Oil Prices Rise as Concerns Grow over Supply Disruptions

Oil prices climbed on Tuesday reversing earlier declines, as fears of tighter Russian and Iranian supply due to escalating Western sanctions lent support.

Brent futures were up 61 cents, or 0.80%, to $76.91 a barrel at 1119 GMT, while US West Texas Intermediate (WTI) crude climbed 46 cents, or 0.63%, to $74.02.

It seems market participants have started to price in some small supply disruption risks on Iranian crude exports to China, said UBS analyst Giovanni Staunovo.

In China, Shandong Port Group issued a notice on Monday banning US sanctioned oil vessels from its network of ports, according to three traders, potentially restricting blacklisted vessels from major energy terminals on China's east coast.

Shandong Port Group oversees major ports on China's east coast, including Qingdao, Rizhao and Yantai, which are major terminals for importing sanctioned oil.

Meanwhile, cold weather in the US and Europe has boosted heating oil demand, providing further support for prices.

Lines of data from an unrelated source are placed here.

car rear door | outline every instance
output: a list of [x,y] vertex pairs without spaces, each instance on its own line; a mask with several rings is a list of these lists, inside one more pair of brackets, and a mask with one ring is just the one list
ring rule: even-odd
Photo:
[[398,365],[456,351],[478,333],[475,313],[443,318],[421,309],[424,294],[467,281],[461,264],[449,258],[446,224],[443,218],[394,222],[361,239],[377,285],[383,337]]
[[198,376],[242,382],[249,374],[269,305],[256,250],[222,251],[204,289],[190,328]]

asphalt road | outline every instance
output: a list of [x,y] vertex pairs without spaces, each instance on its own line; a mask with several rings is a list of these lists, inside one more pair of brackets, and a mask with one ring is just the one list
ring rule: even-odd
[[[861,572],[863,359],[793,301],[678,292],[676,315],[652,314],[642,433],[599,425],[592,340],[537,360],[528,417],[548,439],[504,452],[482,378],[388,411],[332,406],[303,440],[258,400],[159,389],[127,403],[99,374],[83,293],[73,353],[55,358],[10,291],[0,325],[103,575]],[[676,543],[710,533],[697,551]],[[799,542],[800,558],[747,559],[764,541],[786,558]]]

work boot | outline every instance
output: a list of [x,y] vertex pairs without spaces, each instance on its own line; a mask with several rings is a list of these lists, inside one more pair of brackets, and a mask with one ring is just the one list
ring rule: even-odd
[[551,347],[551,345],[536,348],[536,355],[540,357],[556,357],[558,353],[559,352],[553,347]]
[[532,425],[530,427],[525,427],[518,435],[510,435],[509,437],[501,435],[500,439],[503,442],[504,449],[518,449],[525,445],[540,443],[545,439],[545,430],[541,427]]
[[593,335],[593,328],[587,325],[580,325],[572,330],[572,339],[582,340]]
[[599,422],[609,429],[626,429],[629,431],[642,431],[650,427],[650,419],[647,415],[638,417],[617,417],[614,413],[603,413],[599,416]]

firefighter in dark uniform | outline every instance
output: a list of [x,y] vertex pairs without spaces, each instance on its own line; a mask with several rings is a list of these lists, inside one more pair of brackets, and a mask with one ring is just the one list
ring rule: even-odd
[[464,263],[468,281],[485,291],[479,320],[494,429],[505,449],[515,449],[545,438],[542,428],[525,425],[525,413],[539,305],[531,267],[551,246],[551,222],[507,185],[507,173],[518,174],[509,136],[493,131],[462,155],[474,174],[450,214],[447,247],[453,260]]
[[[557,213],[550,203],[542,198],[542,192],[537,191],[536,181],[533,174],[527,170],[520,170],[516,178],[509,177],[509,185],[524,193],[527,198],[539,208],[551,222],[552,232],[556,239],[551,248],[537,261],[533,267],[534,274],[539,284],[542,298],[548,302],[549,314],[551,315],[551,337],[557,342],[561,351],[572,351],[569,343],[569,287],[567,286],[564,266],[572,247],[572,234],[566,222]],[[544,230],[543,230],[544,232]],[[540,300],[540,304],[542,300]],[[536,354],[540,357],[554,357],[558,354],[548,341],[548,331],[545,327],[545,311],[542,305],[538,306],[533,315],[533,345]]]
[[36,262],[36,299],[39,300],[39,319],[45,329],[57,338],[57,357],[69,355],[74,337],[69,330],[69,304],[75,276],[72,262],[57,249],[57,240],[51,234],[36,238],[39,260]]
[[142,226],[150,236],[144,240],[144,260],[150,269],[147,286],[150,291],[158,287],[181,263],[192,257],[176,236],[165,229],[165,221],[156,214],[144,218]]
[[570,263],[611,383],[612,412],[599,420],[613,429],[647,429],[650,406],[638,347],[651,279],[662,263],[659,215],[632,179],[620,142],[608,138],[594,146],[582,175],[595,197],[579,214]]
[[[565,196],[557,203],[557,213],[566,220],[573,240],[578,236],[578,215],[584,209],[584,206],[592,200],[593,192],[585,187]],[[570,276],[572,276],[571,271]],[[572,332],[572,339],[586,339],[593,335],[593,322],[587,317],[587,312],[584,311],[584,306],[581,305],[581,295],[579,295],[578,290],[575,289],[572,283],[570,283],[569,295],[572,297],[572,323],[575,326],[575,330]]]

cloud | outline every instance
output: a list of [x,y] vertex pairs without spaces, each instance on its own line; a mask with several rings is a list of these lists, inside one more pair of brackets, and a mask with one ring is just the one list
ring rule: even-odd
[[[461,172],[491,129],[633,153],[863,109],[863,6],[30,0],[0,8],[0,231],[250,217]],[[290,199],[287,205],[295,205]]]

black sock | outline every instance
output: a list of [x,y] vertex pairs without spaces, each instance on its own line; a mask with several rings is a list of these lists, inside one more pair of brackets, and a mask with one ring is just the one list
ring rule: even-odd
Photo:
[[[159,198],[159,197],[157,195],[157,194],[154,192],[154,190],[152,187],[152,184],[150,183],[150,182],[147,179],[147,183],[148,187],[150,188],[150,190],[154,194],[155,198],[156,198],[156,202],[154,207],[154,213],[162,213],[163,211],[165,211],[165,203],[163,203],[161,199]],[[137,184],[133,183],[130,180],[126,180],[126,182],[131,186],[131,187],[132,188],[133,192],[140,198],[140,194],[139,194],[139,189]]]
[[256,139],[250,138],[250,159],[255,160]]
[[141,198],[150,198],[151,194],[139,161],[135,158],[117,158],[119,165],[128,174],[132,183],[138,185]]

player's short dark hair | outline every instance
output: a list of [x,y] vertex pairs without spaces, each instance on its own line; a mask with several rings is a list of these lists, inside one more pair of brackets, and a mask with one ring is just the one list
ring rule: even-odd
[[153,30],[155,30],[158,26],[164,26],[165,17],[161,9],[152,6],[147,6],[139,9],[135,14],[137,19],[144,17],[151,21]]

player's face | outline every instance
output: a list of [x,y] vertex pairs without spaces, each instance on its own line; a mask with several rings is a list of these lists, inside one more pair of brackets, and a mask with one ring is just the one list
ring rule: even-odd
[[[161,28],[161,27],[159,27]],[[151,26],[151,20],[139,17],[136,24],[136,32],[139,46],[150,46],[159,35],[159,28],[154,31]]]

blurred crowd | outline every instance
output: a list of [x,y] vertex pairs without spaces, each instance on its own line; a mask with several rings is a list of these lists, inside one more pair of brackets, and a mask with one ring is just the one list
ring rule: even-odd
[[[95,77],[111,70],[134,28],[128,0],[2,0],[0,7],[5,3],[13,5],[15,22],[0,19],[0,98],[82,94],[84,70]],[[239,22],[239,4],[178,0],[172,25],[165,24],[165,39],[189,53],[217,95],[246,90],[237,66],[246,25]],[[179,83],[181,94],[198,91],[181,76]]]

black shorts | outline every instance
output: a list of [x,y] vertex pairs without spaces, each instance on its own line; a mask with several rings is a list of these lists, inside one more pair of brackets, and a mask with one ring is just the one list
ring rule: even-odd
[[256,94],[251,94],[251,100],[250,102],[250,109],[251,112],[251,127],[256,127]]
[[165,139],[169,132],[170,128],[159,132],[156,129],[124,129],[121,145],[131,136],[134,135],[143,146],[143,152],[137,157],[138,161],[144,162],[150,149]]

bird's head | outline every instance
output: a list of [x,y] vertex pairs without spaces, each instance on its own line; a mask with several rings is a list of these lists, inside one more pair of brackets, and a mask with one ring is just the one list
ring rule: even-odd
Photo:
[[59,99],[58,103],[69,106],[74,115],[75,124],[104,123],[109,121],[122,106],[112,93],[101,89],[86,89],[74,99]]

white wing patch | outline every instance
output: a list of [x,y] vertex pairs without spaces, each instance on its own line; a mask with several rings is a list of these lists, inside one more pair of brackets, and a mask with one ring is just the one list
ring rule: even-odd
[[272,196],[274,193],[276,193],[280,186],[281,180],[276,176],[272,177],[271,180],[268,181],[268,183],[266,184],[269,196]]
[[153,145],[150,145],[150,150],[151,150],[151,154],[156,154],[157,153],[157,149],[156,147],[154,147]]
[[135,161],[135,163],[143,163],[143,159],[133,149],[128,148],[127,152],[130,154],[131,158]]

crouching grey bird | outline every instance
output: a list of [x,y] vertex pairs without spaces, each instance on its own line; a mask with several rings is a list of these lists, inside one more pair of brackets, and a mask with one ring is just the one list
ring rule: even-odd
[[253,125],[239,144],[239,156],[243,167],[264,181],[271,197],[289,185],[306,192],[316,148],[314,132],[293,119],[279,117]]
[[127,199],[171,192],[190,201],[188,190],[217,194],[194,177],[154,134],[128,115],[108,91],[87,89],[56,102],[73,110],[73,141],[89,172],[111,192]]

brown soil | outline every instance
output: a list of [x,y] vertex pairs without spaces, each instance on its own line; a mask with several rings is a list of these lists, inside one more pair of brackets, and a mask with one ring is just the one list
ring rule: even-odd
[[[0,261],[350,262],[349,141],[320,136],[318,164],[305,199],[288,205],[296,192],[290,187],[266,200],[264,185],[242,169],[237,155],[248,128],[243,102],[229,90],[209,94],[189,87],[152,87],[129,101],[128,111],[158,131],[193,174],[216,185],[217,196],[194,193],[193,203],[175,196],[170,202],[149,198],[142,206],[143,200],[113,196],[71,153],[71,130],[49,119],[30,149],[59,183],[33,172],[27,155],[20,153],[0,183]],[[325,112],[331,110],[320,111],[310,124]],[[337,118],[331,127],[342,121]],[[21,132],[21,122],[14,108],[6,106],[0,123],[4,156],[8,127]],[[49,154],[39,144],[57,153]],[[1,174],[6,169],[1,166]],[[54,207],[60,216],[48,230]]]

However, oil price gains were capped by global economic data.

Euro zone inflation

accelerated

in December, an unwelcome but anticipated blip that is unlikely to derail further interest rate cuts from the European Central Bank.

"Higher inflation in Germany raised suggestions that the ECB may not be able to cut rates as fast as hoped across the Eurozone, while US manufactured good orders fell in November," Ashley Kelty, an analyst at Panmure Liberum said.

Technical indicators for oil futures are now in overbought territory, and sellers are keen to step in once again to take advantage of the strength, tempering additional price advances, said Harry Tchilinguirian, head of research at Onyx Capital Group.

Market participants are waiting for more data this week, such as the US December non-farm payrolls report on Friday, for clues on US interest rate policy and the oil demand outlook.